ANSWERS TO THE QUESTIONS
2) One thing to remember here, Shanghai was one of the most western-influenced areas of China (and it still is) because it was part of the unequal treaty system signed after China was defeated in the Opium War. When an angry social critic looked at Shanghai in the 1930s and said, Everything is for sale here, and money acts like an acid that dissolves all the foundations of Chinese culture and society, he was looking at a Chinese city already becoming polluted by the exuberant consumerism in the west. So, yes the statement is accurate. Western presence in Shanghai meant the introduction of money culture and capitalism. The old and conservative Chinese order always placed first the value of human existence in terms of morality and spirituality, rather than as a commodity. Meaning, principles that adhered to the teachings of both Daoism and Confucianism weighs more than money. But it is quite opposite in the west, where money symbolized the height of basic human achievement. Shanghai naturally adapted through western culture, but his was not something new. Yes, the authors statement is more or less true when one talks about Chiqiao and the world of Liu Dapeng. One can remember that the Boxer Rebellion also caused damage in Shanghai, and the conservative Boxers have this for a motto Bring justice on behalf of Heaven Support the Qing Destroy the foreign The last statement can be seen as the reason why Shanghai was attacked. It was too westernized it was true in the early 1900s, and it was true in the 1930s.

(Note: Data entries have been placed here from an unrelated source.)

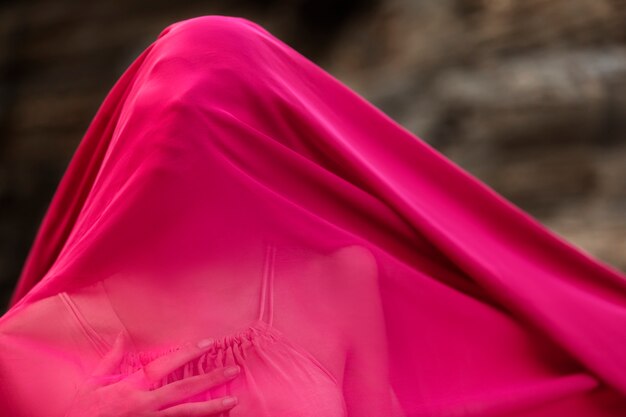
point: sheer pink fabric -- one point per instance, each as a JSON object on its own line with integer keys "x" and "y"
{"x": 230, "y": 188}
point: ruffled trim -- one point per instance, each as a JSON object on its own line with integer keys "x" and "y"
{"x": 224, "y": 351}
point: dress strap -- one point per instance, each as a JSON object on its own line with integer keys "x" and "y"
{"x": 267, "y": 290}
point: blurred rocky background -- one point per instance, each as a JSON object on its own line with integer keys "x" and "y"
{"x": 528, "y": 96}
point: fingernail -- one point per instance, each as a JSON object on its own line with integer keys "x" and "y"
{"x": 229, "y": 401}
{"x": 231, "y": 371}
{"x": 205, "y": 343}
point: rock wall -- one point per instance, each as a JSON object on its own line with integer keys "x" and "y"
{"x": 528, "y": 96}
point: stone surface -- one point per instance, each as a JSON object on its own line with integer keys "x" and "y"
{"x": 530, "y": 96}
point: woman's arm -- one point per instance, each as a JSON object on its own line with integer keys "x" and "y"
{"x": 366, "y": 384}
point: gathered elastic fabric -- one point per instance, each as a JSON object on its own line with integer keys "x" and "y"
{"x": 226, "y": 178}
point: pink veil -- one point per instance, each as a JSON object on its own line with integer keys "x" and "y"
{"x": 220, "y": 140}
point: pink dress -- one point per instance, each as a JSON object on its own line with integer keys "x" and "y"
{"x": 271, "y": 365}
{"x": 422, "y": 289}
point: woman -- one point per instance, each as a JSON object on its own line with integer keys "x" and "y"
{"x": 230, "y": 189}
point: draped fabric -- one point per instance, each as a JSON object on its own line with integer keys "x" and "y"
{"x": 401, "y": 284}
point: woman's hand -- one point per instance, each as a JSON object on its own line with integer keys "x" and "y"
{"x": 106, "y": 395}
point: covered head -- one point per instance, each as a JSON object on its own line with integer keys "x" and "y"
{"x": 223, "y": 160}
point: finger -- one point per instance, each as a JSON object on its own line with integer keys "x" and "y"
{"x": 111, "y": 360}
{"x": 163, "y": 365}
{"x": 184, "y": 388}
{"x": 200, "y": 409}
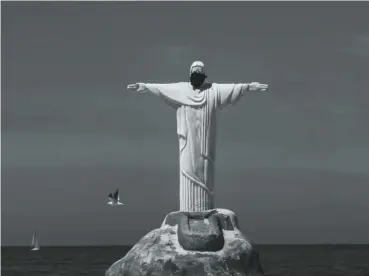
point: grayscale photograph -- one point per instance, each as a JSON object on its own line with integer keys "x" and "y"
{"x": 184, "y": 138}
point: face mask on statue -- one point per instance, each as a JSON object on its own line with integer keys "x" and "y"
{"x": 197, "y": 79}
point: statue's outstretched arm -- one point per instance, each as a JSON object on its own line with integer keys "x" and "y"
{"x": 164, "y": 90}
{"x": 231, "y": 93}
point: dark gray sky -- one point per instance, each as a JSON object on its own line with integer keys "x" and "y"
{"x": 292, "y": 163}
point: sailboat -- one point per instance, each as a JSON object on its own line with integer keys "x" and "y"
{"x": 35, "y": 246}
{"x": 114, "y": 199}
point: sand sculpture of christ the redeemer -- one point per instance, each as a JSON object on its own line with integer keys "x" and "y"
{"x": 196, "y": 102}
{"x": 198, "y": 239}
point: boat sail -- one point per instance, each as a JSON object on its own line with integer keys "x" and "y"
{"x": 35, "y": 245}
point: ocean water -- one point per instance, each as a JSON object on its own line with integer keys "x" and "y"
{"x": 277, "y": 260}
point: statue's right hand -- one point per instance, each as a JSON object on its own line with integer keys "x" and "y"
{"x": 137, "y": 87}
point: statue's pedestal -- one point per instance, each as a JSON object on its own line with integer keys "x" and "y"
{"x": 194, "y": 244}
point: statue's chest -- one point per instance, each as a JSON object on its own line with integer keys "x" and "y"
{"x": 197, "y": 120}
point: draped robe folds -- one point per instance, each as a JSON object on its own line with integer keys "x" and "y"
{"x": 196, "y": 130}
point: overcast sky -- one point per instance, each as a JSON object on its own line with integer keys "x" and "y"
{"x": 292, "y": 163}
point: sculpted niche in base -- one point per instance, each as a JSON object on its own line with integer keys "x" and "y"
{"x": 196, "y": 103}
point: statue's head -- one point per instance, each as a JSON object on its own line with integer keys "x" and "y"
{"x": 197, "y": 74}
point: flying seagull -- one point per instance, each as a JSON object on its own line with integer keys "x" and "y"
{"x": 114, "y": 199}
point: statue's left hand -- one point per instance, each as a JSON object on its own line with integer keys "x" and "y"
{"x": 255, "y": 86}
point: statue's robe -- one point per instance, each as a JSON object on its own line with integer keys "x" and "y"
{"x": 196, "y": 129}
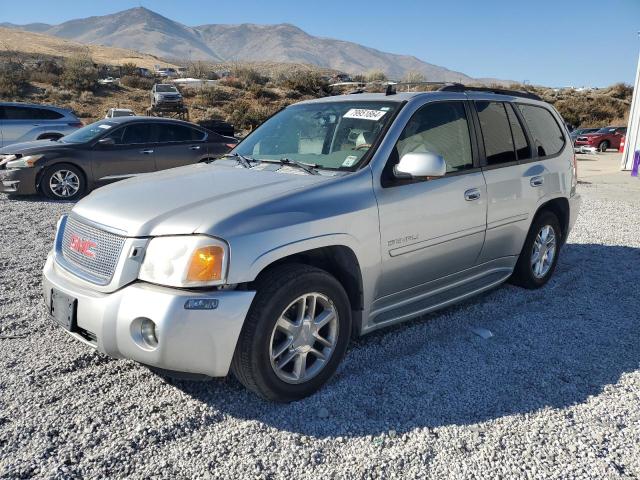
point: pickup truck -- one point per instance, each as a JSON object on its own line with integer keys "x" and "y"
{"x": 603, "y": 139}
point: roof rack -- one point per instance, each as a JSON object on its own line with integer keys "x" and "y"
{"x": 458, "y": 87}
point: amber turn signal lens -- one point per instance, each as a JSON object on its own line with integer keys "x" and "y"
{"x": 206, "y": 264}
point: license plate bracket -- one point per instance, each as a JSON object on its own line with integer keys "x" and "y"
{"x": 63, "y": 310}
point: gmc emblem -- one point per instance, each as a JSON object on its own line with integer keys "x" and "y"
{"x": 85, "y": 247}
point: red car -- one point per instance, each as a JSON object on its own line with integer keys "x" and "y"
{"x": 603, "y": 139}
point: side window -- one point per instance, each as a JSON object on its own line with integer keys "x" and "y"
{"x": 496, "y": 132}
{"x": 523, "y": 150}
{"x": 440, "y": 128}
{"x": 177, "y": 133}
{"x": 18, "y": 113}
{"x": 547, "y": 135}
{"x": 137, "y": 133}
{"x": 45, "y": 114}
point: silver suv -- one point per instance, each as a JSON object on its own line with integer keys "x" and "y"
{"x": 24, "y": 122}
{"x": 336, "y": 217}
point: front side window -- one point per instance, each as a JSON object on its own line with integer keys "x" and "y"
{"x": 439, "y": 128}
{"x": 332, "y": 135}
{"x": 178, "y": 133}
{"x": 90, "y": 132}
{"x": 547, "y": 135}
{"x": 496, "y": 132}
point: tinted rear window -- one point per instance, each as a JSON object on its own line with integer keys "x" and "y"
{"x": 547, "y": 136}
{"x": 29, "y": 113}
{"x": 496, "y": 132}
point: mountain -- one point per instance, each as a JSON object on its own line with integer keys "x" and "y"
{"x": 144, "y": 30}
{"x": 36, "y": 43}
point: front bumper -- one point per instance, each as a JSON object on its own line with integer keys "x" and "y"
{"x": 20, "y": 181}
{"x": 191, "y": 341}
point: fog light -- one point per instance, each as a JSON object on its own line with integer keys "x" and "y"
{"x": 201, "y": 304}
{"x": 148, "y": 332}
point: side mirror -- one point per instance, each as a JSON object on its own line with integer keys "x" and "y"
{"x": 106, "y": 142}
{"x": 423, "y": 164}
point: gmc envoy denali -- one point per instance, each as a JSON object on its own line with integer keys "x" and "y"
{"x": 336, "y": 217}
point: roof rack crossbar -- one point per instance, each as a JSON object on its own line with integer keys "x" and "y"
{"x": 458, "y": 87}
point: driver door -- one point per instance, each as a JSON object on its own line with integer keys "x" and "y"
{"x": 435, "y": 227}
{"x": 132, "y": 153}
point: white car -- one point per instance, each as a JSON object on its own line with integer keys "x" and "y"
{"x": 119, "y": 112}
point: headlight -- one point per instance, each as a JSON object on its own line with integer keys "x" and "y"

3) In late imperial Chinese society (19th century), the extent to which people out in the countryside shared the same basic values as the national elites and government is mainly based on the extent of how Confucian and Daoist the Chinese were. It did not matter where you are in China and where you are in the social hierarchy, Confucianism and Daoism were always looked up as the provider of basic values. Unlike the western concept of morality, Chinese values are based upon where you are in the social ladder and people acknowledged this hierarchical social system. Meaning, the national and government elites may have values of their own and so too the people in the countryside, these sets of values were still universally Confucian in design and Daoist by essence. Even the advent of Communism in the 20th century failed to erase this concept of morality and values from the Chinesethe supremacy of the Party equated to that of the Emperor, everything is still based on the foundations set by Confucianism and Daoism.